Complete reference for OpenAI's stateless APIs including Chat Completions, embeddings, images, audio, and moderation.

  • Supports GPT-5 series (with reasoning_effort control), GPT-4o multimodal, o3 reasoning models, and legacy GPT-4 variants; streaming, function calling, and structured JSON outputs included
  • Embeddings API for RAG with custom dimensions (256–3072), DALL-E 3 image generation, Whisper transcription, and TTS with 11 voices
  • Batch API for 50% cost savings on large-scale proce
skill.md

OpenAI API - Complete Guide

Version: Production Ready ✅ Package: [email protected] Last Updated: 2026-01-20


Status

✅ Production Ready:

  • ✅ Chat Completions API (GPT-5, GPT-4o, GPT-4 Turbo)
  • ✅ Embeddings API (text-embedding-3-small, text-embedding-3-large)
  • ✅ Images API (DALL-E 3 generation + GPT-Image-1 editing)
  • ✅ Audio API (Whisper transcription + TTS with 11 voices)
  • ✅ Moderation API (11 safety categories)
  • ✅ Streaming patterns (SSE)
  • ✅ Function calling / Tools
  • ✅ Structured outputs (JSON schemas)
  • ✅ Vision (GPT-4o)
  • ✅ Both Node.js SDK and fetch approaches

Table of Contents

  1. Quick Start
  2. Chat Completions API
  3. GPT-5 Series Models
  4. Streaming Patterns
  5. Function Calling
  6. Structured Outputs
  7. Vision (GPT-4o)
  8. Embeddings API
  9. Images API
  10. Audio API
  11. Moderation API
  12. Error Handling
  13. Rate Limits
  14. Common Mistakes & Gotchas
  15. TypeScript Gotchas
  16. Production Best Practices
  17. Relationship to openai-responses

Quick Start

Installation

npm install [email protected]

Environment Setup

export OPENAI_API_KEY="sk-..."

Or create .env file:

OPENAI_API_KEY=sk-...

First Chat Completion (Node.js SDK)

import OpenAI from 'openai';

const openai = new OpenAI({
  apiKey: process.env.OPENAI_API_KEY,
});

const completion = await openai.chat.completions.create({
  model: 'gpt-5',
  messages: [
    { role: 'user', content: 'What are the three laws of robotics?' }
  ],
});

console.log(completion.choices[0].message.content);

First Chat Completion (Fetch - Cloudflare Workers)

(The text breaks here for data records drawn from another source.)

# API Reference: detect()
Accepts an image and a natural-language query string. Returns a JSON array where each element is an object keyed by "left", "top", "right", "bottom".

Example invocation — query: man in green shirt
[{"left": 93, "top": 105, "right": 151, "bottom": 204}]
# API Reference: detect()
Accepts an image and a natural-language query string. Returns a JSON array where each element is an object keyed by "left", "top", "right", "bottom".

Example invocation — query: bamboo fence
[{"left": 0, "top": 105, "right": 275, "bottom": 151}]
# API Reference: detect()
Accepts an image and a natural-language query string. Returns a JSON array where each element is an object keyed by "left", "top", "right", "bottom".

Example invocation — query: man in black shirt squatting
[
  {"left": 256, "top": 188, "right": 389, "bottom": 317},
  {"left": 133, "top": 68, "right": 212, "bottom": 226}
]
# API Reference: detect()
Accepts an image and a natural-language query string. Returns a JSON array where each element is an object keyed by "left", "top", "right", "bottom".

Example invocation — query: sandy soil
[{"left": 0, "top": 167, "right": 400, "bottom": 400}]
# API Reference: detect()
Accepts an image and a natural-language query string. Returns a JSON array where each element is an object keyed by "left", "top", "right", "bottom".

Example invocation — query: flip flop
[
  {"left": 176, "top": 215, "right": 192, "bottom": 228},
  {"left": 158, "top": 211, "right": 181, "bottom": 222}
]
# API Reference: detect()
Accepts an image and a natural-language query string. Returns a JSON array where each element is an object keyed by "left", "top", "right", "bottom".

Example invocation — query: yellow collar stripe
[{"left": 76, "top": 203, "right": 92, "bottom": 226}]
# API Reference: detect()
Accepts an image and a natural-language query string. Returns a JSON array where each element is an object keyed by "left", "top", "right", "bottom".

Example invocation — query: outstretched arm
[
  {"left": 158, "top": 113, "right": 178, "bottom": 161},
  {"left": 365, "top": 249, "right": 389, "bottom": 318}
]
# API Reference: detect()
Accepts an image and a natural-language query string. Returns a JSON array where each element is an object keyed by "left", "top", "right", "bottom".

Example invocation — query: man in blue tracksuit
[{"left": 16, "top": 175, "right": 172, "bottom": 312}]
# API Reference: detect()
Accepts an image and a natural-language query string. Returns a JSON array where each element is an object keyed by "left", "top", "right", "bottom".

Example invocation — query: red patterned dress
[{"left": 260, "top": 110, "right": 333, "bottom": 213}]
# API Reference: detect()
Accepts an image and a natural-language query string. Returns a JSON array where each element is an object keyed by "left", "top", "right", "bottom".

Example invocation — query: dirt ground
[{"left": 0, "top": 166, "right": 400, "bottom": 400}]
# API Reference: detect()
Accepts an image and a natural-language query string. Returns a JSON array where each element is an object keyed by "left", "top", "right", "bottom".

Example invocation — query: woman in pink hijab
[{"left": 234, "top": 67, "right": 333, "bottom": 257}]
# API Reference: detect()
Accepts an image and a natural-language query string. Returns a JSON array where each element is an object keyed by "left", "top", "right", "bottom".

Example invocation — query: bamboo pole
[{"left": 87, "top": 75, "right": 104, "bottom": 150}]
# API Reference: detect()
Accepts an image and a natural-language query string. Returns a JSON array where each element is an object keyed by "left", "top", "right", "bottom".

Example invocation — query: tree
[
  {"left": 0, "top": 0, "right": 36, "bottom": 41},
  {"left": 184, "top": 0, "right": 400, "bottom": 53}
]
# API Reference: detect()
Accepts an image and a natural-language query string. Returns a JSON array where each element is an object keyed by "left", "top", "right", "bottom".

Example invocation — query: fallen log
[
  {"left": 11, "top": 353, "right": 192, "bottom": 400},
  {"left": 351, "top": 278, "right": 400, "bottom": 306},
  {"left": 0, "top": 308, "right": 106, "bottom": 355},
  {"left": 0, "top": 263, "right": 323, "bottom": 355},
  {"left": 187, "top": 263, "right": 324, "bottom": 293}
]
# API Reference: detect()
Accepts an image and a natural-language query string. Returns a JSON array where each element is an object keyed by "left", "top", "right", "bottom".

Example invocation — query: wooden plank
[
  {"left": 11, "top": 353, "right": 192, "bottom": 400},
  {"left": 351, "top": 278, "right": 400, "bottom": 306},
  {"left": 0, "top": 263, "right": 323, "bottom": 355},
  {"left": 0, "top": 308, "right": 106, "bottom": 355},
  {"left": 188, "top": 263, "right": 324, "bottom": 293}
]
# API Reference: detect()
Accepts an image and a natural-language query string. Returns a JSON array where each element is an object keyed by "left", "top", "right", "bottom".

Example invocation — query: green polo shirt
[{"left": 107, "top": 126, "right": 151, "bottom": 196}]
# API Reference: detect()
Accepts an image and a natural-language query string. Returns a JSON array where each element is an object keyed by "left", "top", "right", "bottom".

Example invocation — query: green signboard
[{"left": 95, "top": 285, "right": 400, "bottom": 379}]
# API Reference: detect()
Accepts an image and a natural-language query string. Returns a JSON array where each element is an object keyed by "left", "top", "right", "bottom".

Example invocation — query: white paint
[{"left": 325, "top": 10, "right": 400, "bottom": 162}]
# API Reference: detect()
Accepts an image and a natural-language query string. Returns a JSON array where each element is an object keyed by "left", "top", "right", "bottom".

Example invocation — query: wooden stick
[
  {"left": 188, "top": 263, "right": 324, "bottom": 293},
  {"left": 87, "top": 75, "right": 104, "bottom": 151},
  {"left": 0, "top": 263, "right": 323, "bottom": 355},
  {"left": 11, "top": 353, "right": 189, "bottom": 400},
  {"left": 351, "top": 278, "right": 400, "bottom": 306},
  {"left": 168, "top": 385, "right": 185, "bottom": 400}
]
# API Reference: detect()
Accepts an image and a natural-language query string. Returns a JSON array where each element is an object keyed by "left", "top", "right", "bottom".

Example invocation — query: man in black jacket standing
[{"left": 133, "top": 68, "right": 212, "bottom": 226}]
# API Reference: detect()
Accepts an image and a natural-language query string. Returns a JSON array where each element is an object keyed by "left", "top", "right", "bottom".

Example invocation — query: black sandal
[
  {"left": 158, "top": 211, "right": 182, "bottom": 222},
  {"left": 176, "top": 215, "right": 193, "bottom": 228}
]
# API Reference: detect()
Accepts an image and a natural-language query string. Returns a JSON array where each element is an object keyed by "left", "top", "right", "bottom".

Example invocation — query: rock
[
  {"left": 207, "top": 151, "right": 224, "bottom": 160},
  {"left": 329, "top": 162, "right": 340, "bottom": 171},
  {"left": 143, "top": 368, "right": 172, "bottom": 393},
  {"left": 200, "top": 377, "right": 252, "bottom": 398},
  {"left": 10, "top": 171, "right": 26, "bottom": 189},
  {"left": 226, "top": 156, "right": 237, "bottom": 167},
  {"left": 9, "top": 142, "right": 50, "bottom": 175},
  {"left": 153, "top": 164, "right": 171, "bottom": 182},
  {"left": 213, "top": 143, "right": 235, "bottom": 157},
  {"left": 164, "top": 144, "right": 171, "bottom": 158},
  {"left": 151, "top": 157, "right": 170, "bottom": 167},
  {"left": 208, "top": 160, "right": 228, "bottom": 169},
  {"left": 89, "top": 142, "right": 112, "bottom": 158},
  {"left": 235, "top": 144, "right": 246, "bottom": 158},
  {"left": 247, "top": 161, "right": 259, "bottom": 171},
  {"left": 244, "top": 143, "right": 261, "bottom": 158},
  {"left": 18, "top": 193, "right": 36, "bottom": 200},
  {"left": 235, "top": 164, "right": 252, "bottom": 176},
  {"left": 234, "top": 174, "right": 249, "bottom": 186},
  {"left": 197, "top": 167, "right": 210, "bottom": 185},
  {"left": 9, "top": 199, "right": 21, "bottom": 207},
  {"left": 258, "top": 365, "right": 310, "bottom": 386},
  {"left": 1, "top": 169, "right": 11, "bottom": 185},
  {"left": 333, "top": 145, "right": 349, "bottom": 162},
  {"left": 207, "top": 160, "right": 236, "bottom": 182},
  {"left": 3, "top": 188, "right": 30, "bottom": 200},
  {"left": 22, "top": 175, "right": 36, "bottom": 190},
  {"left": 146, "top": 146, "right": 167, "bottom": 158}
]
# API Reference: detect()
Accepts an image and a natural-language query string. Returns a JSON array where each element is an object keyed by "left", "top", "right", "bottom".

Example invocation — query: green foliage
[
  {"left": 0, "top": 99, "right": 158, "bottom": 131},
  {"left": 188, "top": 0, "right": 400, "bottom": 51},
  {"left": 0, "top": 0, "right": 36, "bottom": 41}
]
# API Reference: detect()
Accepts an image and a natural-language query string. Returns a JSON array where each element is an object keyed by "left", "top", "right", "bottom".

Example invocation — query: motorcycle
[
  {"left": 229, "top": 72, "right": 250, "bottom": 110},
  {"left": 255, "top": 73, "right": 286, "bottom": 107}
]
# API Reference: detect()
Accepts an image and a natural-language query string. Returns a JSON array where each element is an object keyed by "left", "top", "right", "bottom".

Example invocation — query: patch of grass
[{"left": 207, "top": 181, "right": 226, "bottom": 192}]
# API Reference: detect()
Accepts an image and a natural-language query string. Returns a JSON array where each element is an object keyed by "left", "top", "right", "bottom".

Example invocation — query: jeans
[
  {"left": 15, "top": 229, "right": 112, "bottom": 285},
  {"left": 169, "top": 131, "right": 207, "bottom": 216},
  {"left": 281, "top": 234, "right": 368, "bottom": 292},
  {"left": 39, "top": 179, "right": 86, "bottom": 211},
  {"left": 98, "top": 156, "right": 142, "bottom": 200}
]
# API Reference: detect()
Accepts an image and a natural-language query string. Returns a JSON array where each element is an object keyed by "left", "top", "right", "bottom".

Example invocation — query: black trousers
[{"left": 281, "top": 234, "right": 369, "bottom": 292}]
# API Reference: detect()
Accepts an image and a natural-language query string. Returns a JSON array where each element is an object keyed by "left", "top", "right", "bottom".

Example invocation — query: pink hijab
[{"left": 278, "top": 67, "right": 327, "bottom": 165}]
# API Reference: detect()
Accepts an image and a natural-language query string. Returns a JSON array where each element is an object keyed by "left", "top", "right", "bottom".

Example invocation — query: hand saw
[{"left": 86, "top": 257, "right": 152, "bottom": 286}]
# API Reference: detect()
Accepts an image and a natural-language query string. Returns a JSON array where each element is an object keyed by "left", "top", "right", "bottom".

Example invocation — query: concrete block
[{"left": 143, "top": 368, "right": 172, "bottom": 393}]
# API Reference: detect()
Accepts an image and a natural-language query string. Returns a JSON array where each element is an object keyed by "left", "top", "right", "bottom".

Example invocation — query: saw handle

const response = await fetch('https://api.openai.com/v1/chat/completions', {
  method: 'POST',
  headers: {
    'Authorization': `Bearer ${env.OPENAI_API_KEY}`,
    'Content-Type': 'application/json',
  },
  body: JSON.stringify({
    model: 'gpt-5',
    messages: [
      { role: 'user', content: 'What are the three laws of robotics?' }
    ],
  }),
});

const data = await response.json();
console.log(data.choices[0].message.content);

Chat Completions API

Endpoint: POST /v1/chat/completions

The Chat Completions API is the core interface for interacting with OpenAI's language models. It supports conversational AI, text generation, function calling, structured outputs, and vision capabilities.

Supported Models

GPT-5 Series (Released August 2025)

  • gpt-5: Full-featured reasoning model with advanced capabilities
  • gpt-5-mini: Cost-effective alternative with good performance
  • gpt-5-nano: Smallest/fastest variant for simple tasks

GPT-4o Series

  • gpt-4o: Multimodal model with vision capabilities
  • gpt-4-turbo: Fast GPT-4 variant

GPT-4 Series (Legacy)

  • gpt-4: Original GPT-4 model (deprecated - use gpt-5 or gpt-4o)

Basic Request Structure

{
  model: string,              // Model to use (e.g., "gpt-5")
  messages: Message[],        // Conversation history
  reasoning_effort?: string,  // GPT-5 only: "minimal" | "low" | "medium" | "high"
  verbosity?: string,         // GPT-5 only: "low" | "medium" | "high"
  temperature?: number,       // NOT supported by GPT-5
  max_tokens?: number,        // Max tokens to generate
  stream?: boolean,           // Enable streaming
  tools?: Tool[],             // Function calling tools
}

Response Structure

{
  id: string,                 // Unique completion ID
  object: "chat.completion",
  created: number,            // Unix timestamp
  model: string,              // Model used
  choices: [{
    index: number,
    message: {
      role: "assistant",
      content: string,        // Generated text
      tool_calls?: ToolCall[] // If function calling
    },
    finish_reason: string     // "stop" | "length" | "tool_calls"
  }],
  usage: {
    prompt_tokens: number,
    completion_tokens: number,
    total_tokens: number
  }
}

Message Roles & Multi-turn Conversations

Three roles: system (behavior), user (input), assistant (model responses).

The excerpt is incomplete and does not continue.